Kasi Humas Polres Lamongan, Ipda M. Hamzaid, mengonfirmasi bahwa seluruh korban mengalami cedera serius. “Akibat kejadian tersebut, empat orang mengalami luka-luka dengan kondisi cukup serius,” ujarnya pada Kamis (26/3/2026).

Data pemeriksaan medis menunjukkan bahwa pengendara Honda CB bernomor polisi S-3229-FI, berinisial MB (19) asal Kecamatan Temayang, Bojonegoro, menderita patah tulang kaki kanan dan cedera kepala. Sementara itu, penumpangnya, MV dari Kecamatan Sumberejo, Bojonegoro, mengalami luka pada wajah bagian pelipis kanan.

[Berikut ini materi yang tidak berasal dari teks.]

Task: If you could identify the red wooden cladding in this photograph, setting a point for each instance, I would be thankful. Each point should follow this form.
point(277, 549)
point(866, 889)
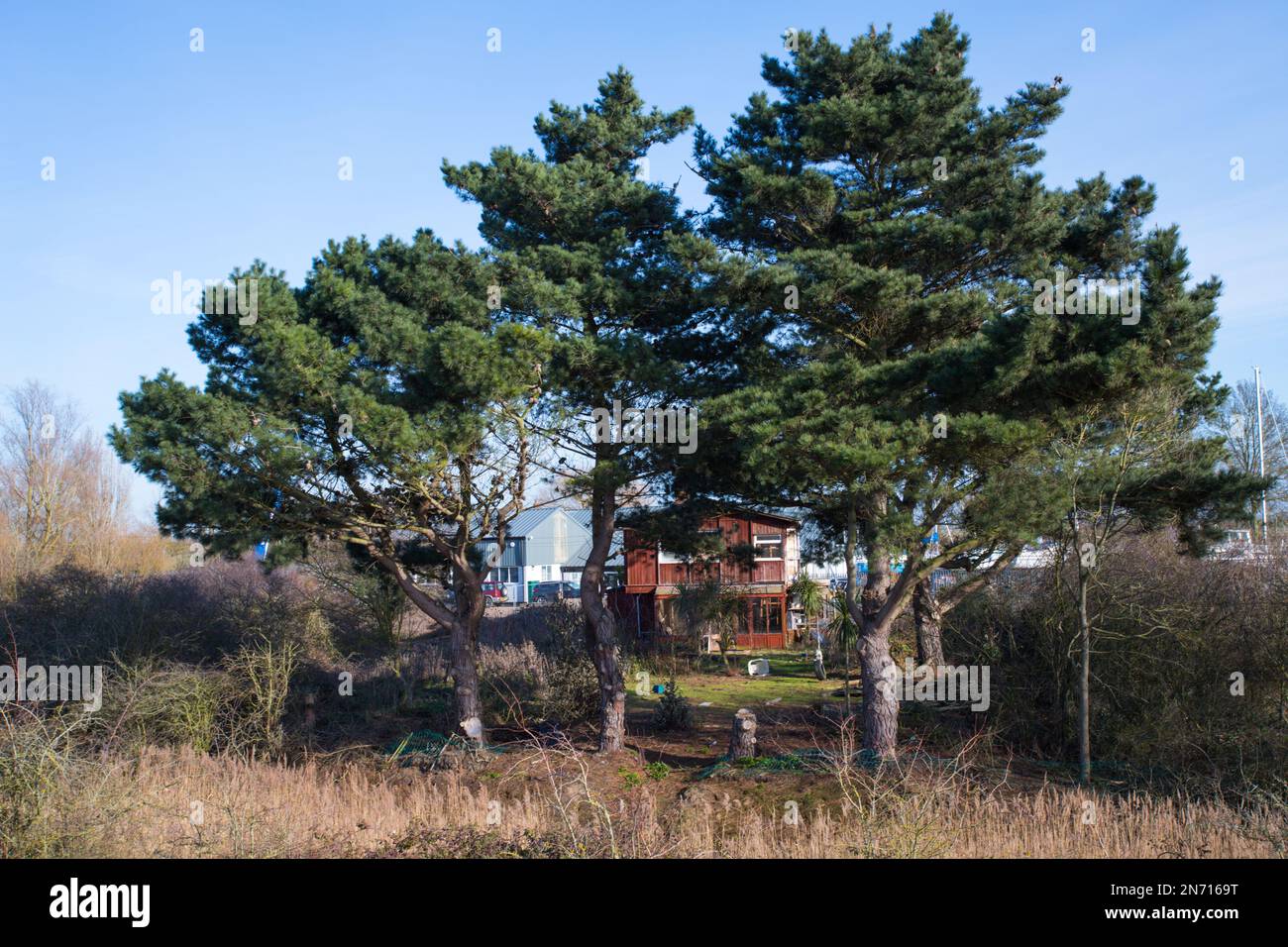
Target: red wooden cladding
point(764, 621)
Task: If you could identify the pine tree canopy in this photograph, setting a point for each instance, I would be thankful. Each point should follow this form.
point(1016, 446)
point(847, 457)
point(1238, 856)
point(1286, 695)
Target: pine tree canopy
point(381, 401)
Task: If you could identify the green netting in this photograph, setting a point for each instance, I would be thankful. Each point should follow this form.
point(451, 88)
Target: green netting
point(812, 761)
point(421, 745)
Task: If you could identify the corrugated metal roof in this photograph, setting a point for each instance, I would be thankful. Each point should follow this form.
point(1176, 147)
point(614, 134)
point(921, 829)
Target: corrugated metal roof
point(527, 521)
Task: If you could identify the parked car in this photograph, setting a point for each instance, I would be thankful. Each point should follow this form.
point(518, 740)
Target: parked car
point(549, 591)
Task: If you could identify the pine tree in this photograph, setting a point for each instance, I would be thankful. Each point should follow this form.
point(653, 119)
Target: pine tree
point(381, 405)
point(608, 263)
point(917, 377)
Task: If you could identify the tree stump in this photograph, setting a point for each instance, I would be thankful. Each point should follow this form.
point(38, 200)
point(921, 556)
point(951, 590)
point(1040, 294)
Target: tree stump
point(310, 714)
point(742, 744)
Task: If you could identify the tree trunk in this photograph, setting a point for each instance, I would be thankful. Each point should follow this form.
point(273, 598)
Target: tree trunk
point(880, 703)
point(742, 741)
point(465, 676)
point(1083, 684)
point(600, 628)
point(463, 626)
point(928, 618)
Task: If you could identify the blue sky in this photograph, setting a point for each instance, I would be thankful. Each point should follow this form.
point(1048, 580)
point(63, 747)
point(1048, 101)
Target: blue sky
point(170, 159)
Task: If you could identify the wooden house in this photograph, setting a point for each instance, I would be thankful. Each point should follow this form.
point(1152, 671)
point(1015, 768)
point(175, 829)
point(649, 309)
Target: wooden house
point(761, 560)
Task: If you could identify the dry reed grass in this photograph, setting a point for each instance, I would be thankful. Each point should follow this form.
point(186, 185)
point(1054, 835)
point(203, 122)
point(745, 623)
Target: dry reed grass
point(185, 804)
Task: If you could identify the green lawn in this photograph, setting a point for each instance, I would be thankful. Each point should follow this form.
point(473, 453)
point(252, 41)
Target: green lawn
point(791, 681)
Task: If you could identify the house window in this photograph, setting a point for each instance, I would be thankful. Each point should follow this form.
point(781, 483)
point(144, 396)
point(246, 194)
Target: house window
point(769, 547)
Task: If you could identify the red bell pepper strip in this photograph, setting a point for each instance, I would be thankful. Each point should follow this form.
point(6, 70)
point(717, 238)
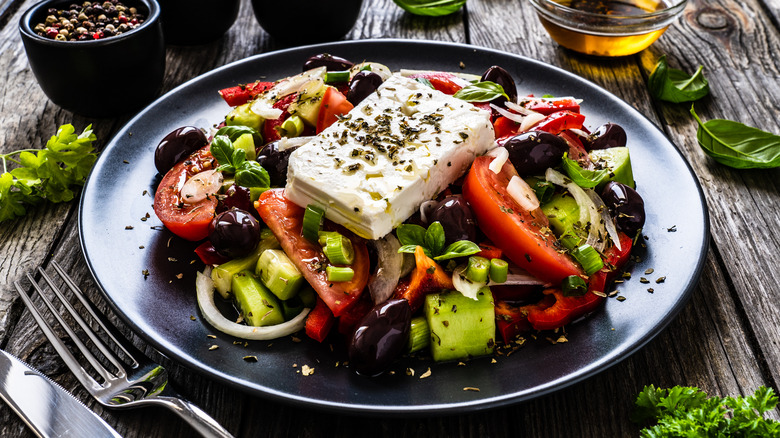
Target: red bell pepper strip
point(567, 309)
point(241, 94)
point(319, 321)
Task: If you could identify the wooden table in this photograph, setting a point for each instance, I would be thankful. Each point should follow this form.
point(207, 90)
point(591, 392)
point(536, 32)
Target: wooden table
point(725, 341)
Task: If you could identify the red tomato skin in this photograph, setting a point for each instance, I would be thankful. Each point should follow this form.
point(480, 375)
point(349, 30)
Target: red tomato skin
point(188, 221)
point(334, 104)
point(285, 219)
point(516, 231)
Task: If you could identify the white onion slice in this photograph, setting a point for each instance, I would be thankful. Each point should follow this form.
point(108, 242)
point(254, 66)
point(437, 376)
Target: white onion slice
point(389, 262)
point(201, 186)
point(522, 193)
point(501, 155)
point(204, 288)
point(465, 286)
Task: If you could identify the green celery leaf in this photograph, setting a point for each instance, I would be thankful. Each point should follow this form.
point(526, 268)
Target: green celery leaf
point(737, 145)
point(673, 85)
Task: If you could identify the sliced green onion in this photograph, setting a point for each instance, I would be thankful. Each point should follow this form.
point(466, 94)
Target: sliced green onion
point(293, 126)
point(588, 257)
point(337, 248)
point(477, 269)
point(573, 286)
point(337, 274)
point(334, 77)
point(499, 270)
point(419, 335)
point(312, 222)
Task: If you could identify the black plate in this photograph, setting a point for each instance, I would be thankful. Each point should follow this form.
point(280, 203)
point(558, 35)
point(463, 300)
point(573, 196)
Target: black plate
point(162, 307)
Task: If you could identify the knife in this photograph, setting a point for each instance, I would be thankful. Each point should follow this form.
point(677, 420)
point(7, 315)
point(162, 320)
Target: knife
point(47, 408)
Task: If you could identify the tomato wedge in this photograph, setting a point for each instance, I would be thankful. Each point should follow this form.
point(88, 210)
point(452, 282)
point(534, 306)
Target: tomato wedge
point(518, 232)
point(285, 219)
point(334, 104)
point(188, 221)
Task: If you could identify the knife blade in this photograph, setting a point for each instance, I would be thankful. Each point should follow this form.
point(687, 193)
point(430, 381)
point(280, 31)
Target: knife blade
point(47, 408)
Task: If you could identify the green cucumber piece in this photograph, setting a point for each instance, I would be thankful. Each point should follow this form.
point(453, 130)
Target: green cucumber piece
point(222, 275)
point(461, 327)
point(258, 305)
point(279, 274)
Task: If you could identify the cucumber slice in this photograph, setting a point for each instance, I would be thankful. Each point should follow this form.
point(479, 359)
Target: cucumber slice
point(461, 328)
point(279, 274)
point(258, 305)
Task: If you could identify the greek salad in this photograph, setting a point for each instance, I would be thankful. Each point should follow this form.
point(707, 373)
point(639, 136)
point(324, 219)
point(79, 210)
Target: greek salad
point(400, 212)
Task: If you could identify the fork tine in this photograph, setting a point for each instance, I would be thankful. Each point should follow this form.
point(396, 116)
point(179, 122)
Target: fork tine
point(70, 360)
point(90, 333)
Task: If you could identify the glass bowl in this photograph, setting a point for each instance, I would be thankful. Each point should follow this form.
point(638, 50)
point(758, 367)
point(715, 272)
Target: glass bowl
point(607, 27)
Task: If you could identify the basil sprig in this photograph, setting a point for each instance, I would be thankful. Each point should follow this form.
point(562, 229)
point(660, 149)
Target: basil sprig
point(484, 91)
point(432, 241)
point(737, 145)
point(233, 160)
point(676, 86)
point(430, 8)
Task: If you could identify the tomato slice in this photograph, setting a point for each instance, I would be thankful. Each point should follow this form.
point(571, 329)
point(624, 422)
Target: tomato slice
point(334, 104)
point(241, 94)
point(188, 221)
point(518, 232)
point(285, 219)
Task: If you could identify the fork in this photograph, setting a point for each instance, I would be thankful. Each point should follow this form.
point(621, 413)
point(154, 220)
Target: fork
point(142, 382)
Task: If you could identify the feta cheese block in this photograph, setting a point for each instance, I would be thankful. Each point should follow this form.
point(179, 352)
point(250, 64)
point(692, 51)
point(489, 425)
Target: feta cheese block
point(401, 146)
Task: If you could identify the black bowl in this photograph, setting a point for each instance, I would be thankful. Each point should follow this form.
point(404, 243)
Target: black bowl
point(330, 20)
point(98, 78)
point(192, 22)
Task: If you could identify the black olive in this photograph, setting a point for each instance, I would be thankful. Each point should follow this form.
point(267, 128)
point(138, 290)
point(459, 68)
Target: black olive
point(533, 152)
point(176, 146)
point(501, 77)
point(234, 233)
point(380, 337)
point(275, 162)
point(608, 135)
point(361, 85)
point(330, 62)
point(456, 217)
point(626, 206)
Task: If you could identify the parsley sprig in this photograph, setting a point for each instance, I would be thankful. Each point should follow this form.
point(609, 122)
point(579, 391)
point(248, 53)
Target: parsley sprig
point(45, 174)
point(688, 411)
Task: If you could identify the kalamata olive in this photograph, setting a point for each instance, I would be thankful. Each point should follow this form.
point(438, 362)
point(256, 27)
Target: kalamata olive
point(275, 162)
point(533, 152)
point(457, 219)
point(626, 206)
point(330, 62)
point(176, 146)
point(380, 337)
point(608, 135)
point(361, 85)
point(234, 233)
point(501, 77)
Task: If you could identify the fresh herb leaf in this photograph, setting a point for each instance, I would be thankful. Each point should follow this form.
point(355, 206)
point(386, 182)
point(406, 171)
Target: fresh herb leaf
point(46, 174)
point(676, 86)
point(737, 145)
point(484, 91)
point(688, 411)
point(431, 8)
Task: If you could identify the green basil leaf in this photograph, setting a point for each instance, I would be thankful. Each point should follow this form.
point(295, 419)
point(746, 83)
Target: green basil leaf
point(484, 91)
point(222, 149)
point(676, 86)
point(234, 131)
point(461, 248)
point(252, 174)
point(737, 145)
point(583, 177)
point(431, 8)
point(410, 234)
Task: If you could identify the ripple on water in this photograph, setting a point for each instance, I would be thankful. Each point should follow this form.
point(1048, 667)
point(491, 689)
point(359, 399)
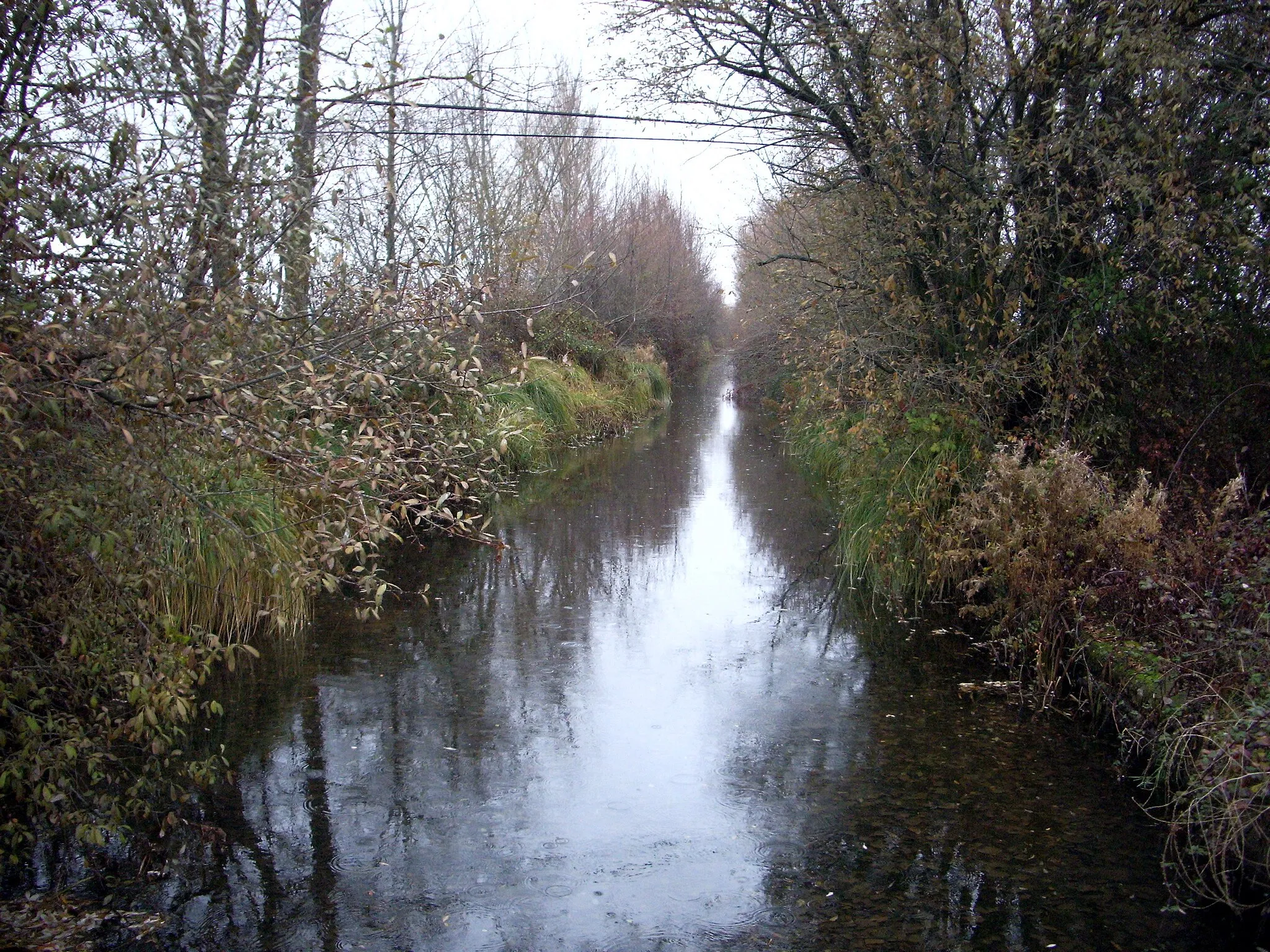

Di sisi lain, pengendara Yamaha RX King bernomor polisi E-4760-YG, berinisial MSR (25) warga Kecamatan Deket, Lamongan, juga mengalami patah tulang kaki kanan dan cedera kepala. Penumpangnya, EA (32) dari Kecamatan Pucuk, Lamongan, mengalami patah tulang tangan kanan serta cedera kepala.

Berdasarkan hasil penyelidikan kepolisian, kecelakaan bermula ketika sepeda motor Yamaha RX King melaju dari arah timur menuju barat. Pengendara RX King diduga berniat menyalip kendaraan lain dari sisi kanan, sehingga mengambil jalur berlawanan. Pada saat bersamaan, dari arah berlawanan melaju sepeda motor Honda CB yang juga berboncengan. Karena jarak yang sudah terlalu dekat dan tidak dapat dihindari, tabrakan adu banteng pun tak terelakkan.

Petugas dari Unit Pamapta bersama Unit Gakkum Satlantas Polres Lamongan segera mendatangi lokasi kejadian untuk melakukan olah tempat kejadian perkara (TKP). Mereka juga memberikan pertolongan pertama kepada para korban dan mengevakuasi mereka ke rumah sakit terdekat untuk penanganan medis lebih lanjut. Selain itu, pihak kepolisian mengamankan barang bukti kendaraan yang terlibat serta meminta keterangan dari para saksi guna proses penyelidikan lebih lanjut.